Она помнила эту историю, пронёсшуюся по столице пёстрыми заголовками газет «ЛИДЕР ЛИБЕРТИСТОВ СХВАЧЕН: СМЕРТЬ ПРОТИВНИКУ КОРОНЫ», «АЗЕФ РОСС – ГЛАВНЫЙ ВРАГ ИМПЕРИИ?», «ЛИБЕРТИСТЫ ОБЕЗГЛАВЛЕНЫ: ЧЕМ ОТВЕТЯТ ПАРТИИ». В те годы фигура революционера лишь набирала популярность: он возглавлял группу единомышленников в парламенте, не выступал против императора в открытую и вёл борьбу на уровне проектов законов, которые звучали радикальнее, чем от них требовалось. Сперва он не шибко выделялся из оппозиции со своими пропагандами демократических устремлений, поэтому всерьёз его не воспринимали: внеочередной «из народа», со справедливостью нянчится, к равенству призывает. Эта песня была не нова лет уж тридцать; её взяли на контроль, раскушав последствия легкомыслия при Январском Восстании, и не давали ей пустить корни глубже поверхности. Под шумок сообразили парламент: пусть себе горлопанят с трибун, лишь бы не пустили неуёмную энергию в неправильное русло.
Какой самообман!

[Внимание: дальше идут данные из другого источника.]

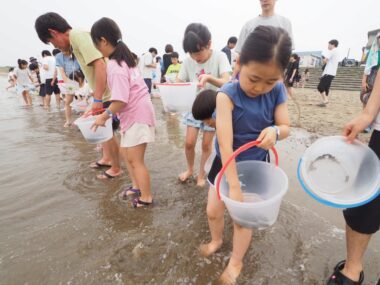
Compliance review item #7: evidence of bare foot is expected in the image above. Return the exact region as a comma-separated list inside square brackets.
[199, 240, 223, 257]
[178, 170, 193, 182]
[219, 261, 243, 285]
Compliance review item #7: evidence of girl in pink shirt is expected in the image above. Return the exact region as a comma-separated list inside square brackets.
[91, 18, 155, 208]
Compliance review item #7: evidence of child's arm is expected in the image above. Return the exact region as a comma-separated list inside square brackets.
[216, 93, 243, 201]
[91, 101, 126, 131]
[257, 102, 290, 149]
[198, 72, 230, 87]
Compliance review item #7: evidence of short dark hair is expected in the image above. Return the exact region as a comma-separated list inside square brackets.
[240, 26, 292, 70]
[170, 51, 179, 58]
[149, 48, 158, 54]
[41, 50, 51, 57]
[53, 48, 61, 56]
[191, 89, 217, 120]
[227, 37, 237, 45]
[329, 40, 339, 47]
[34, 12, 72, 44]
[91, 17, 137, 67]
[165, 44, 174, 53]
[183, 23, 211, 53]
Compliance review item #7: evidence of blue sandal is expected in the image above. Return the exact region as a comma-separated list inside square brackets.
[132, 198, 153, 208]
[119, 186, 141, 200]
[326, 260, 364, 285]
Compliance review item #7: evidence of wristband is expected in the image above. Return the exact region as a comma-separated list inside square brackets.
[272, 125, 280, 142]
[105, 108, 113, 117]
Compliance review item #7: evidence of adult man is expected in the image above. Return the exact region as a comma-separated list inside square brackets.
[35, 12, 121, 179]
[140, 48, 157, 94]
[233, 0, 294, 77]
[222, 37, 237, 64]
[318, 40, 339, 107]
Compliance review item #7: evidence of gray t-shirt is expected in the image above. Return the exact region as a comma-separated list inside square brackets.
[178, 50, 232, 90]
[235, 14, 294, 54]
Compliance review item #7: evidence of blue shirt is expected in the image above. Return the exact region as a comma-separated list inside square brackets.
[215, 81, 287, 161]
[55, 52, 80, 78]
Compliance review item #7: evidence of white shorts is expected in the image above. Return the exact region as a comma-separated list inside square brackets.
[120, 123, 155, 147]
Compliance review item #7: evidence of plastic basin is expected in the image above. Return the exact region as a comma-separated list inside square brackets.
[297, 136, 380, 208]
[156, 82, 197, 112]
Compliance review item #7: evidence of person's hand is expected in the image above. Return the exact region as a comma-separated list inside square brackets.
[91, 113, 109, 132]
[229, 186, 243, 202]
[91, 102, 103, 112]
[362, 81, 368, 91]
[343, 114, 372, 143]
[198, 74, 210, 88]
[257, 127, 277, 150]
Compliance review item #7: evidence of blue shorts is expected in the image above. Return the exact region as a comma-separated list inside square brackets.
[182, 112, 215, 132]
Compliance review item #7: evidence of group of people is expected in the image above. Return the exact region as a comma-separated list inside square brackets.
[3, 0, 374, 285]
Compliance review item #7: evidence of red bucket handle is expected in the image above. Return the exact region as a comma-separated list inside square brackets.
[216, 141, 278, 200]
[82, 108, 106, 118]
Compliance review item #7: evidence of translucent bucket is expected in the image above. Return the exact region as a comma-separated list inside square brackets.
[216, 141, 288, 229]
[297, 136, 380, 208]
[74, 116, 113, 144]
[156, 82, 197, 112]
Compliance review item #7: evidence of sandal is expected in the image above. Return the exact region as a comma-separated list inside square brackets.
[90, 161, 112, 169]
[326, 260, 364, 285]
[119, 186, 141, 200]
[132, 198, 153, 208]
[96, 171, 122, 180]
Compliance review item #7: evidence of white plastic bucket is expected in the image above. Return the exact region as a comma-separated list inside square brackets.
[74, 116, 113, 144]
[216, 141, 289, 229]
[298, 136, 380, 208]
[156, 82, 197, 112]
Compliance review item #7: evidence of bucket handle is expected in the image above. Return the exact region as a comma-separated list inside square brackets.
[216, 141, 278, 200]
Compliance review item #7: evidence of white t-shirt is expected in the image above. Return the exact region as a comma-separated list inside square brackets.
[178, 50, 232, 90]
[40, 56, 55, 84]
[322, 48, 339, 76]
[139, 52, 155, 79]
[235, 14, 294, 54]
[372, 112, 380, 131]
[15, 68, 32, 86]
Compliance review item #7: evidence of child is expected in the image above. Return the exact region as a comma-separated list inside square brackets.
[5, 67, 16, 91]
[14, 59, 34, 106]
[193, 26, 292, 284]
[91, 18, 155, 208]
[165, 52, 181, 83]
[177, 23, 232, 187]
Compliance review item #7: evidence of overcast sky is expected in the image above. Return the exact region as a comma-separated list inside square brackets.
[0, 0, 380, 65]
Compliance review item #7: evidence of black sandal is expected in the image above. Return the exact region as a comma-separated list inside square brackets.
[326, 260, 364, 285]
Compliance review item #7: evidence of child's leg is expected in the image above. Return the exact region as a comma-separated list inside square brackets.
[22, 91, 28, 105]
[200, 186, 225, 257]
[220, 224, 252, 284]
[179, 126, 199, 182]
[121, 143, 153, 203]
[197, 131, 215, 187]
[64, 94, 74, 127]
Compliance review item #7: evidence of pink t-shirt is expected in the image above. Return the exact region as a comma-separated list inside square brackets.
[107, 60, 155, 132]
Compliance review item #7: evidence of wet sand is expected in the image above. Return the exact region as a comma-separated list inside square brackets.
[0, 77, 380, 285]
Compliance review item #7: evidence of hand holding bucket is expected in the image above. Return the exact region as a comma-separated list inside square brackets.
[216, 141, 288, 229]
[216, 141, 278, 200]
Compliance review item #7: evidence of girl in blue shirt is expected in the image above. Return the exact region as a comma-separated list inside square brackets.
[193, 26, 292, 284]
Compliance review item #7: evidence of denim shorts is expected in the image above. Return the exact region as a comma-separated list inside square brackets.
[182, 112, 215, 132]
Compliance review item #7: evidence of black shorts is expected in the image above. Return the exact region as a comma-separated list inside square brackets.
[207, 154, 270, 186]
[103, 101, 120, 131]
[318, 74, 335, 96]
[343, 131, 380, 234]
[45, 79, 61, 96]
[38, 84, 46, 97]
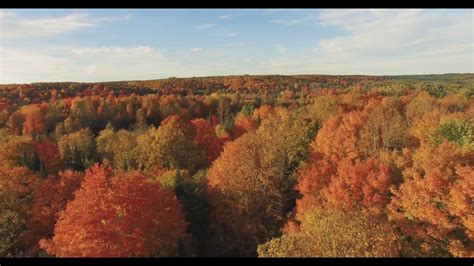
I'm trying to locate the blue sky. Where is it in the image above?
[0,9,474,83]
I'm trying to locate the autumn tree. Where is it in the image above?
[96,124,141,170]
[388,110,474,256]
[22,106,46,136]
[58,128,96,171]
[191,118,224,164]
[40,165,186,257]
[137,115,204,171]
[258,209,400,257]
[35,140,64,175]
[359,97,411,158]
[0,167,39,257]
[21,170,84,252]
[7,110,25,135]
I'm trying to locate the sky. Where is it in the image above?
[0,9,474,84]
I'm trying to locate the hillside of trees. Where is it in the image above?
[0,74,474,257]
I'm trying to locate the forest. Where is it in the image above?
[0,74,474,258]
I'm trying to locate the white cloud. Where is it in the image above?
[224,32,239,37]
[0,46,185,83]
[270,18,308,26]
[217,15,234,20]
[0,11,131,38]
[195,24,216,30]
[306,9,474,74]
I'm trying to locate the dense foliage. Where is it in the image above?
[0,74,474,257]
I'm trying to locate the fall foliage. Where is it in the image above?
[0,74,474,257]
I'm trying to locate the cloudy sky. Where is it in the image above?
[0,9,474,83]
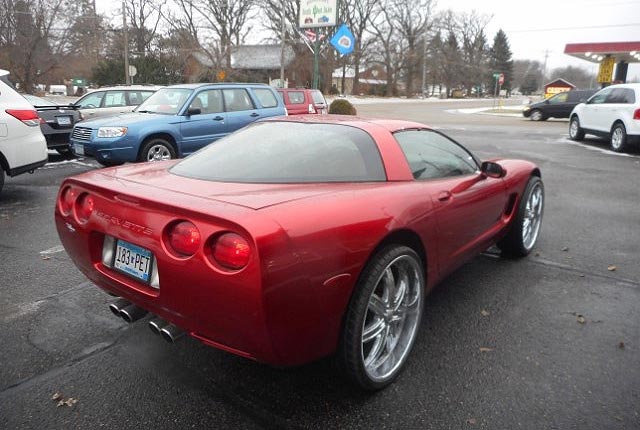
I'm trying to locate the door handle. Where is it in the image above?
[438,191,451,202]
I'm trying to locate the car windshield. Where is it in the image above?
[136,88,193,115]
[22,94,56,106]
[171,121,386,184]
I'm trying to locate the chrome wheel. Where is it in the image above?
[531,109,542,121]
[611,124,627,152]
[522,183,544,250]
[360,255,424,381]
[147,144,172,161]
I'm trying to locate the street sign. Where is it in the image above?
[298,0,338,28]
[598,57,616,84]
[331,24,356,55]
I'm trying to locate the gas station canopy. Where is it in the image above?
[564,42,640,63]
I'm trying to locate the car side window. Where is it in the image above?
[394,130,478,179]
[253,88,278,108]
[589,88,611,104]
[287,91,304,105]
[78,91,104,109]
[104,91,127,107]
[189,90,224,114]
[549,93,569,104]
[222,88,255,112]
[127,91,142,106]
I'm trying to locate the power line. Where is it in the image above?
[505,22,640,33]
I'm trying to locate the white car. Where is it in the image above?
[74,85,162,119]
[0,69,48,195]
[569,84,640,152]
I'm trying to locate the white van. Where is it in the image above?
[0,69,48,195]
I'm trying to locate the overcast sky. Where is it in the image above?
[436,0,640,81]
[96,0,640,82]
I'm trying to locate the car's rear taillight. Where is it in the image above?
[75,193,95,223]
[5,109,42,127]
[210,233,251,270]
[58,187,78,216]
[165,221,201,257]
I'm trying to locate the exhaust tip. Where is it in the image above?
[149,318,169,335]
[109,298,131,317]
[160,324,185,343]
[119,303,147,323]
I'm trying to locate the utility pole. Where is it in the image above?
[280,0,285,88]
[122,0,131,85]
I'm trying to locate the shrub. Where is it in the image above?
[329,99,358,115]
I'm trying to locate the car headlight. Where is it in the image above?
[98,127,127,137]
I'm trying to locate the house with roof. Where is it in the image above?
[184,45,295,83]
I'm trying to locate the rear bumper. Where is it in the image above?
[9,158,48,177]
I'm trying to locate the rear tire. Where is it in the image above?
[138,137,176,161]
[569,115,584,141]
[498,176,544,257]
[336,245,425,390]
[609,123,628,152]
[531,109,546,121]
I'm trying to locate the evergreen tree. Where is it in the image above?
[490,29,513,94]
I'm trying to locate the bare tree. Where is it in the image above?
[389,0,435,96]
[0,0,79,92]
[125,0,165,56]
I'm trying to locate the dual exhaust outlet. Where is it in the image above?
[109,298,185,343]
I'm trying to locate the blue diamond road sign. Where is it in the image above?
[331,24,356,55]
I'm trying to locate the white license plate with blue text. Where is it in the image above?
[56,116,71,125]
[113,240,153,282]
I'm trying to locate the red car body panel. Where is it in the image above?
[55,116,537,366]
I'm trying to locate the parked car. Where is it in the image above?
[23,94,81,155]
[278,88,329,115]
[55,115,544,389]
[522,89,598,121]
[0,69,48,195]
[569,84,640,152]
[71,84,286,166]
[74,85,162,119]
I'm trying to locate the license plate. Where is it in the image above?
[56,116,71,125]
[113,240,153,283]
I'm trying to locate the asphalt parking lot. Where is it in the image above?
[0,101,640,430]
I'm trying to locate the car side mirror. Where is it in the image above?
[480,161,507,179]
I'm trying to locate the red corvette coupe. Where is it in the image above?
[55,115,544,389]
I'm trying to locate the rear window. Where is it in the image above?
[253,88,278,108]
[311,91,326,105]
[171,121,386,184]
[287,91,304,105]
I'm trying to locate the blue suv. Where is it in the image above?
[70,84,286,166]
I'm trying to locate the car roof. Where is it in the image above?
[164,82,269,90]
[87,84,163,94]
[262,115,433,133]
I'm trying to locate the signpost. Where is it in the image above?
[298,0,338,89]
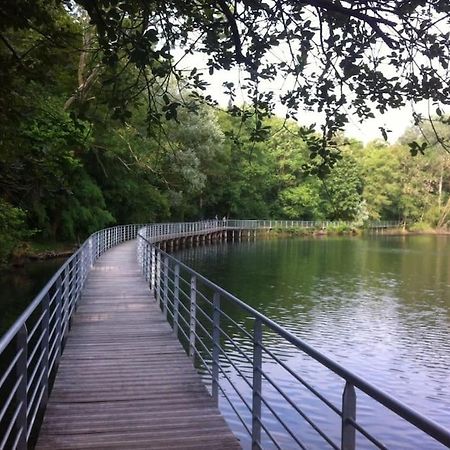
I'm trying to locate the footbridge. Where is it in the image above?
[0,220,450,450]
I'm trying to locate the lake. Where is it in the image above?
[0,258,65,336]
[177,235,450,450]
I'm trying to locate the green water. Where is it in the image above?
[177,236,450,449]
[0,258,65,335]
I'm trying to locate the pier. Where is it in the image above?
[0,221,450,450]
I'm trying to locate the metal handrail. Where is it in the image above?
[0,219,408,450]
[137,225,450,450]
[0,225,142,450]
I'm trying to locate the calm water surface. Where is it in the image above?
[178,236,450,450]
[0,258,65,336]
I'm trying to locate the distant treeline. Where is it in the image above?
[0,9,450,260]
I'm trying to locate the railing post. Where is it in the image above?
[252,319,262,449]
[189,275,197,358]
[341,381,356,450]
[53,274,64,371]
[14,324,28,450]
[173,264,180,339]
[163,256,169,320]
[212,292,220,406]
[41,292,50,409]
[155,249,161,304]
[151,244,156,293]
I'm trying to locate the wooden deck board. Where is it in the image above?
[36,242,240,450]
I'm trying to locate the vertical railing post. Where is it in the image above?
[40,292,50,410]
[14,324,28,450]
[151,244,156,294]
[189,275,197,358]
[155,249,161,306]
[212,292,220,406]
[252,319,262,449]
[173,264,180,338]
[163,255,169,320]
[341,381,356,450]
[53,273,64,371]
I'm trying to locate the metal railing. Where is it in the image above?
[138,221,450,450]
[0,225,142,450]
[0,220,424,450]
[225,220,402,229]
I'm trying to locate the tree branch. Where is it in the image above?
[299,0,397,48]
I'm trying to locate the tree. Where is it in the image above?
[0,0,450,153]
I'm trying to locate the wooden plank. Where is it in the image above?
[36,242,240,450]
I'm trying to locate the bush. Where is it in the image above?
[0,199,32,265]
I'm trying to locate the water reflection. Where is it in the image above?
[179,236,450,449]
[0,258,65,336]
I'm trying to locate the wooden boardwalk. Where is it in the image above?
[36,241,240,450]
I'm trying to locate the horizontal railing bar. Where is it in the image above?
[255,417,283,450]
[27,311,46,344]
[12,427,23,450]
[27,330,45,369]
[0,348,24,390]
[219,309,253,339]
[216,344,253,388]
[48,288,61,306]
[0,401,23,450]
[0,375,24,422]
[213,374,252,435]
[258,392,310,450]
[138,233,450,446]
[213,356,252,413]
[195,316,213,342]
[27,352,45,392]
[346,418,388,450]
[261,344,342,417]
[219,328,253,366]
[259,370,339,450]
[27,380,45,439]
[27,364,45,417]
[195,303,213,324]
[192,288,213,306]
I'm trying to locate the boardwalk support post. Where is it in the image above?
[341,381,356,450]
[252,318,262,449]
[14,324,28,450]
[173,264,180,339]
[212,292,220,406]
[189,275,197,358]
[162,255,169,320]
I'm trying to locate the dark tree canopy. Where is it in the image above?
[0,0,450,152]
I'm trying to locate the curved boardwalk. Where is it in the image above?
[36,241,240,450]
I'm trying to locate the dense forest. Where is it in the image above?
[0,2,450,260]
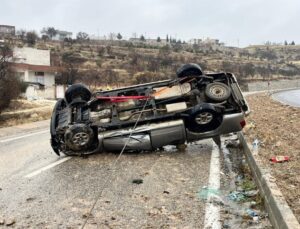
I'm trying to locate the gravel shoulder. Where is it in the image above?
[0,100,56,127]
[244,93,300,222]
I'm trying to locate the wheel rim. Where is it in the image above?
[209,85,226,98]
[72,132,90,146]
[195,112,213,125]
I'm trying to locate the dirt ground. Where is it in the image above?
[245,93,300,222]
[0,100,56,127]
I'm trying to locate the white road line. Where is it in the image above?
[0,130,49,143]
[204,143,221,229]
[25,157,72,178]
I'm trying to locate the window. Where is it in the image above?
[34,72,45,76]
[34,72,45,84]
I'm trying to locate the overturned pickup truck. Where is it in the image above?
[50,64,249,155]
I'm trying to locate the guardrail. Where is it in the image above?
[238,132,300,229]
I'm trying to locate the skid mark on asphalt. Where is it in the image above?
[204,144,221,229]
[0,130,49,143]
[25,157,72,178]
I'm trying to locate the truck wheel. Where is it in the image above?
[176,63,203,78]
[64,124,94,151]
[186,104,222,133]
[205,83,231,102]
[65,84,92,104]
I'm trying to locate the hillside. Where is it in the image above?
[11,40,300,88]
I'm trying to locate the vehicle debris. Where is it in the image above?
[270,156,290,163]
[132,179,144,184]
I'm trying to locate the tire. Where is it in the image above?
[50,99,67,156]
[64,124,94,151]
[65,84,92,104]
[186,103,222,133]
[176,63,203,78]
[205,83,231,102]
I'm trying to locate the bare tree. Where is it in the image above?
[26,31,38,46]
[76,32,90,41]
[56,52,86,85]
[108,33,116,41]
[16,29,26,41]
[0,43,20,113]
[41,27,57,40]
[117,33,123,40]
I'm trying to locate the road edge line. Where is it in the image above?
[238,132,300,229]
[204,141,221,229]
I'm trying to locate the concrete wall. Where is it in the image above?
[25,71,55,87]
[13,47,50,66]
[248,79,300,91]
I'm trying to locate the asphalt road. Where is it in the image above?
[0,121,220,228]
[272,89,300,107]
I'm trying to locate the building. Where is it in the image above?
[52,30,73,41]
[11,47,57,99]
[129,37,168,45]
[0,25,16,37]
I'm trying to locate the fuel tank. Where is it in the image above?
[98,120,186,151]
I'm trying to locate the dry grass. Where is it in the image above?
[245,94,300,221]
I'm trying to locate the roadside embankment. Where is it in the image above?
[244,93,300,221]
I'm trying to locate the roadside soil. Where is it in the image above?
[244,93,300,222]
[0,100,56,127]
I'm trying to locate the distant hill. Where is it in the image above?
[10,37,300,87]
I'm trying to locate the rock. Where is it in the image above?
[5,219,16,226]
[26,197,35,202]
[82,212,92,219]
[244,190,258,197]
[30,113,39,118]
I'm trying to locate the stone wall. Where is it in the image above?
[248,79,300,91]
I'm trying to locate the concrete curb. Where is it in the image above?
[238,132,300,229]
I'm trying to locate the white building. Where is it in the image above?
[12,47,57,99]
[52,30,73,41]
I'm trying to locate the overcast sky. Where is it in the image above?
[0,0,300,47]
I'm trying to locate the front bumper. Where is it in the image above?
[186,113,245,142]
[98,113,244,151]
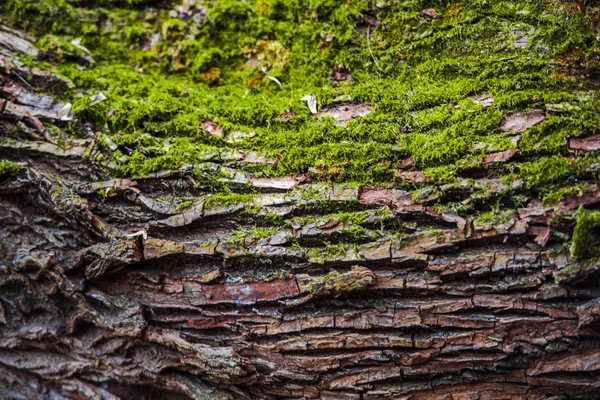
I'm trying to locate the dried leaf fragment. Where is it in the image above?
[244,75,282,96]
[71,38,92,57]
[300,94,317,114]
[90,92,106,107]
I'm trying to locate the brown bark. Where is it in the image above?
[0,14,600,400]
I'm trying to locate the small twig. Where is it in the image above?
[367,25,383,71]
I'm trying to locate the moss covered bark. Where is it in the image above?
[0,0,600,399]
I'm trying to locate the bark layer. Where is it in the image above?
[0,0,600,400]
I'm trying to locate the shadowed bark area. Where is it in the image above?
[0,2,600,400]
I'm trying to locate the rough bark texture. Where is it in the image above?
[0,0,600,400]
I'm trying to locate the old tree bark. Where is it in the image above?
[0,0,600,400]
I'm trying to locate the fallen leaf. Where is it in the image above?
[90,92,106,107]
[499,110,546,133]
[421,8,437,18]
[201,121,225,138]
[317,104,373,125]
[300,94,317,114]
[569,136,600,151]
[71,38,92,57]
[244,75,282,96]
[56,103,73,121]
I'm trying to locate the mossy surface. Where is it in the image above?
[571,207,600,259]
[0,0,600,185]
[0,0,600,258]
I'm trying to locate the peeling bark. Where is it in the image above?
[0,3,600,400]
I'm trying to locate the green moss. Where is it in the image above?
[0,0,600,198]
[571,206,600,259]
[543,182,589,207]
[0,160,20,178]
[175,200,196,211]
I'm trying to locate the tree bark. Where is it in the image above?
[0,0,600,400]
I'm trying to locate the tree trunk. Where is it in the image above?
[0,1,600,400]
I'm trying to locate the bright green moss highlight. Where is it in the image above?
[0,160,20,178]
[571,206,600,259]
[543,182,589,207]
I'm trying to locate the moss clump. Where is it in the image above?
[0,160,20,178]
[175,200,195,211]
[309,266,375,295]
[571,206,600,259]
[543,182,589,207]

Матушка – женщина, прозорливость которой ужасала видалых интриганов, – не переставала уговаривать императора распустить нижнюю палату: созыв за созывом в ней скапливались отъявленные вольнодумцы. С ними, подсказывал опыт, не договориться – им надобно прописывать виселицы либо гильотины.
Таким предстал и Азеф Росс. В новостные сводки его продвинул скандальный законопроект «О становлении республиканизма в Сорнии», предлагавший на пробу ввести Легату3232
Аналог Конституции.
[Закрыть] в Иссексе. Об ограничении монархи на оставшейся территории государства говорилось вскользь, но общество взорвалось: посыпались слухи об отречении императора, о создании парламентаризма на манер Сутена, о разработке всенародного акта о широких правах и свободах.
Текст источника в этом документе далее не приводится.